Methods: VEM records of patients who underwent evaluation from January 2002 to June 2007 were reviewed to identify those who had PNES with or without a background of epilepsy. The semiology of each event was visually analyzed and entered into a statistical database. Type of movement, anatomic distribution, synchrony, symmetry, onset, offset, course, duration, vocalization, hyperventilation, eye movements, and responsiveness were evaluated. PNES were classified into distinct groups according to the predominant motor manifestation.

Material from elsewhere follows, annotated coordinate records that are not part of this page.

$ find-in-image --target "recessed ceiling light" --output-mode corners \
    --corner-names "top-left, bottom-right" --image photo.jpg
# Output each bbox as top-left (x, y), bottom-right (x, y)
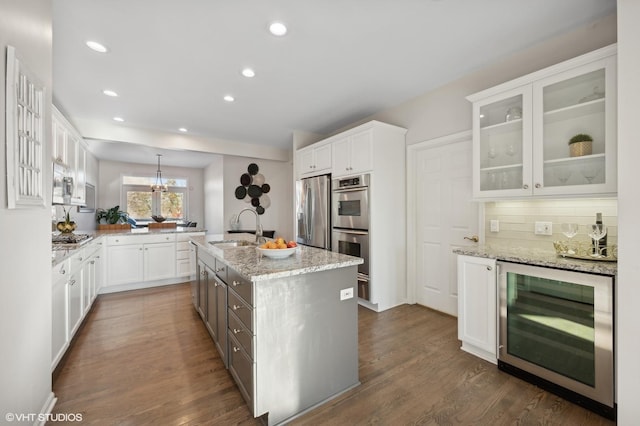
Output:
top-left (269, 22), bottom-right (287, 36)
top-left (87, 40), bottom-right (109, 53)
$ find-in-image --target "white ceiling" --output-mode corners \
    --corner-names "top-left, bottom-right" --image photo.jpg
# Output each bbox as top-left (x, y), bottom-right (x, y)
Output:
top-left (52, 0), bottom-right (616, 164)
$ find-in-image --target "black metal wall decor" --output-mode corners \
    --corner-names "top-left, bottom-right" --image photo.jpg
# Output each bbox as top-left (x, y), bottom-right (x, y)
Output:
top-left (236, 163), bottom-right (271, 214)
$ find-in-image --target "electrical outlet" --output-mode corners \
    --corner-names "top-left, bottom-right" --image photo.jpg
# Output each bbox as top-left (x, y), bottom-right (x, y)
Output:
top-left (340, 287), bottom-right (353, 300)
top-left (534, 222), bottom-right (553, 235)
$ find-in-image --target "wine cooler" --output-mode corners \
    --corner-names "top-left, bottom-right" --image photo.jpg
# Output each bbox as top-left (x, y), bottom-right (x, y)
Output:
top-left (498, 262), bottom-right (615, 419)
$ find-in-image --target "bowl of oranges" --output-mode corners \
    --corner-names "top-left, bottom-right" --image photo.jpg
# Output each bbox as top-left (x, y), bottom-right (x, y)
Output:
top-left (256, 238), bottom-right (298, 259)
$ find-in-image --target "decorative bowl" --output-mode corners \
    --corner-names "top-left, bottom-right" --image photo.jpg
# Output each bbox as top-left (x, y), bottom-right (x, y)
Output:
top-left (56, 222), bottom-right (77, 234)
top-left (256, 247), bottom-right (297, 259)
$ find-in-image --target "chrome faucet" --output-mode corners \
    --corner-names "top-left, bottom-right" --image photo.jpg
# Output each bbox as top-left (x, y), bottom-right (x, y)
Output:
top-left (235, 207), bottom-right (267, 244)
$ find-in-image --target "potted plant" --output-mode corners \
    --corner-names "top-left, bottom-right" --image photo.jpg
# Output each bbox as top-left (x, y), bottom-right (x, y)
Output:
top-left (56, 207), bottom-right (76, 234)
top-left (569, 133), bottom-right (593, 157)
top-left (96, 206), bottom-right (129, 225)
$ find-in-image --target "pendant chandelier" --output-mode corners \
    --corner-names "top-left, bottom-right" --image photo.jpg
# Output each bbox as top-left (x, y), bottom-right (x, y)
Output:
top-left (151, 154), bottom-right (168, 192)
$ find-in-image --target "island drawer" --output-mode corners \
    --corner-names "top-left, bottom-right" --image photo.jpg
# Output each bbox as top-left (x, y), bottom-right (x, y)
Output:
top-left (229, 312), bottom-right (253, 359)
top-left (214, 258), bottom-right (227, 284)
top-left (227, 268), bottom-right (253, 306)
top-left (227, 290), bottom-right (253, 332)
top-left (107, 233), bottom-right (176, 246)
top-left (229, 336), bottom-right (253, 407)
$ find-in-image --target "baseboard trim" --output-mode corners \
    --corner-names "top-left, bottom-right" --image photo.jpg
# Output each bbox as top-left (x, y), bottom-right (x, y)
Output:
top-left (33, 392), bottom-right (58, 426)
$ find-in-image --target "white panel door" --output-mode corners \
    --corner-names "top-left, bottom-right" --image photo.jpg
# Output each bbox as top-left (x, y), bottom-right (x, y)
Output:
top-left (409, 134), bottom-right (478, 315)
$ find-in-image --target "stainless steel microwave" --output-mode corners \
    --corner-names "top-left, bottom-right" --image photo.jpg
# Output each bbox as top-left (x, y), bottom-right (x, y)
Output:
top-left (331, 175), bottom-right (369, 231)
top-left (51, 161), bottom-right (74, 204)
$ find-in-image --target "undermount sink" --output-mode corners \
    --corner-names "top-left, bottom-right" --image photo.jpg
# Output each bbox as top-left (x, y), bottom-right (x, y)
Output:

Results: A total of 330 PNES from 61 patients were studied. Based on semiology, six different types of PNES were observed as follows: (1) rhythmic motor PNES characterized by rhythmic tremor or rigor-like movements (46.7%); (2) hypermotor PNES characterized by violent movements (3.3%); (3) complex motor PNES characterized by complex movements such as flexion, extension, abduction, adduction, rotation, with or without clonic-like and myoclonic-like components of varying combinations and anatomic distribution (10%); (4) dialeptic PNES characterized by unresponsiveness without motor manifestations (11.2%); (5) nonepileptic auras characterized by subjective sensations without any external manifestations, marked in the VEM records as “seizure button presses” (23.6%); and (6) mixed PNES where combinations of above seizure types were seen (5.2%). In a given patient, all the seizures belonged to a single type of PNES in 82% of cases.

Discussion: PNES can be classified into six stereotypic categories. Contrary to common belief, PNES demonstrates stereotypy both within and across patients.